In October, the OSIRIS-REx spacecraft executed a complicated touch-and-go maneuver at Bennu’s Nightingale site during which a robotic arm unfurled and touched the surface of the asteroid to collect a sample of rocks and dust. The spacecraft is scheduled to deliver the sample to Earth in September 2023. OSIRIS-REx will depart asteroid Bennu in May in order to take advantage of the alignment of orbits, which will make for a shorter trip.
“I cannot wait to see what Bennu’s surface looks like after the TAG sampling event in October, particularly how much of the surface was disturbed during sampling and whether or not additional fine particulate materials have been exposed,” Donaldson Hanna says. “And new spectral observations will give us a glimpse of whether or not there is compositional layering on the asteroid.”
Beginning March 6, OSIRIS-REx executed the first of four maneuvers that will get the spacecraft on the trajectory needed for the final flyby to get the last images April 7. After the photo shoot is complete, the team will fire the spacecraft’s engines again to get OSIRIS-REx ready for the two-year journey home, which begins May 10.
Once back on the planet, the researchers will go to work analyzing the regolith sample.
“That’s where the real fun begins,” Campins says. “Until then we have the images and data to study. I’m looking forward to seeing the real thing.”
NASA’s Goddard Space Flight Center in Greenbelt, Maryland, provides overall mission management, systems engineering, and the safety and mission assurance for OSIRIS-REx. Lauretta is the principal investigator, and the University of Arizona also leads the science team and the mission’s science observation planning and data processing. Lockheed Martin Space in Denver built the spacecraft and provides flight operations. Goddard and KinetX Aerospace are responsible for navigating the OSIRIS-REx spacecraft. OSIRIS-REx is the third mission in NASA’s New Frontiers Program, which is managed by NASA’s Marshall Space Flight Center in Huntsville, Alabama, for the agency’s Science Mission Directorate in Washington.

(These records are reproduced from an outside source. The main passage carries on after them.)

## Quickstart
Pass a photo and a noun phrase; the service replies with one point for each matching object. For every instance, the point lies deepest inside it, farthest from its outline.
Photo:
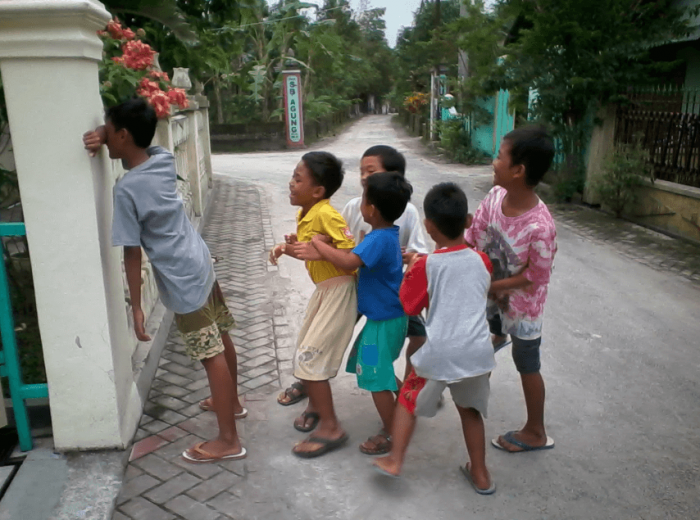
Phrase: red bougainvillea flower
(177, 96)
(115, 29)
(137, 55)
(157, 75)
(159, 101)
(147, 87)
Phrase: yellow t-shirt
(323, 219)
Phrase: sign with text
(293, 109)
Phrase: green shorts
(375, 350)
(201, 330)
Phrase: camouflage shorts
(202, 329)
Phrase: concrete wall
(97, 373)
(669, 207)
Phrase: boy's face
(504, 171)
(303, 191)
(115, 140)
(369, 166)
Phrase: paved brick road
(158, 484)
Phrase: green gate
(9, 357)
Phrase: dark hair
(532, 147)
(446, 206)
(389, 192)
(392, 159)
(139, 119)
(326, 169)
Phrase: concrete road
(620, 354)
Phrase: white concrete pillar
(193, 160)
(49, 53)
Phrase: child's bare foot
(307, 421)
(387, 466)
(480, 480)
(208, 405)
(214, 450)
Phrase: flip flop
(508, 437)
(327, 445)
(384, 472)
(467, 474)
(382, 444)
(240, 415)
(315, 418)
(288, 393)
(208, 457)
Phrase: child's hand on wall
(322, 238)
(306, 251)
(276, 251)
(139, 326)
(94, 140)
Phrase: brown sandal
(381, 444)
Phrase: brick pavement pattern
(158, 484)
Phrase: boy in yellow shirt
(332, 310)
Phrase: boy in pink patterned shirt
(515, 229)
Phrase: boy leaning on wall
(149, 214)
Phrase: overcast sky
(398, 13)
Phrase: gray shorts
(472, 392)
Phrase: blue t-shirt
(381, 275)
(148, 212)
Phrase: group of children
(486, 282)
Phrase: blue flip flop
(508, 437)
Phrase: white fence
(98, 375)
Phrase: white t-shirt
(412, 235)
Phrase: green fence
(9, 357)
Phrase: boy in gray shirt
(149, 214)
(453, 284)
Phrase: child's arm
(94, 140)
(132, 265)
(475, 234)
(343, 259)
(538, 268)
(414, 288)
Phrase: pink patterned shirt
(525, 244)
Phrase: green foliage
(622, 175)
(427, 44)
(456, 142)
(580, 56)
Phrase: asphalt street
(620, 359)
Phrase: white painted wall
(49, 54)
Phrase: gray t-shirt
(148, 212)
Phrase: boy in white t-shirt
(458, 353)
(412, 236)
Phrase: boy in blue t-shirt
(379, 260)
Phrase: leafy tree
(427, 44)
(579, 56)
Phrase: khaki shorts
(421, 396)
(327, 329)
(202, 329)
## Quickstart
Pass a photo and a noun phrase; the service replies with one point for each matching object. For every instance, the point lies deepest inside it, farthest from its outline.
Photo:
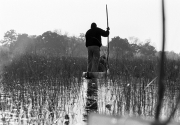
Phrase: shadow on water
(70, 100)
(91, 99)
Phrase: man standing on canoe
(93, 44)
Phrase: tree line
(53, 43)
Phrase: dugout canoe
(97, 75)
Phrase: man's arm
(104, 33)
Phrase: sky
(141, 19)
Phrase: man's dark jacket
(93, 36)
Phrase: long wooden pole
(107, 38)
(161, 70)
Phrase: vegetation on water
(41, 79)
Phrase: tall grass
(42, 90)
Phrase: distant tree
(9, 37)
(52, 43)
(23, 44)
(146, 49)
(172, 55)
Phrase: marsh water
(69, 101)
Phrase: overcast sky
(127, 18)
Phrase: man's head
(93, 25)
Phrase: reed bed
(43, 90)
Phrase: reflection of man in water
(93, 44)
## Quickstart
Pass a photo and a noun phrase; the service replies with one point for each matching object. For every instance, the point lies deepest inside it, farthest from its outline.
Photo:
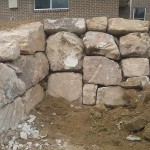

Campins has a bachelor’s degree in astronomy from the University of Kansas and a doctorate in planetary sciences from the University of Arizona. He joined UCF in 2002 as a Provost Research Professor of Physics and Astronomy and head of the Planetary and Space Science Group, and has received multiple awards including a Fulbright and was named a Pegasus Professor in 2013. He was one of the first researchers to find evidence of water ice and organic material on an asteroid and has worked with NASA for several decades. His area of research involves asteroids, comets and other small bodies in the solar system.
Donaldson Hanna has a bachelor’s degree in space sciences from the Florida Institute of Technology, and a master’s degree and doctorate in geological sciences from Brown University. Donaldson Hanna is also involved with several NASA missions including the Lunar Trailblazer mission. She has extensive research experience mostly in Europe where she was recognized for her excellence including the Winton Capital Geophysics Award from the Royal Astronomical Society. She joined UCF in 2019. Her research focuses on understanding the formation and evolution of airless bodies such as the moon, Mercury, Mars’ moons, and asteroids.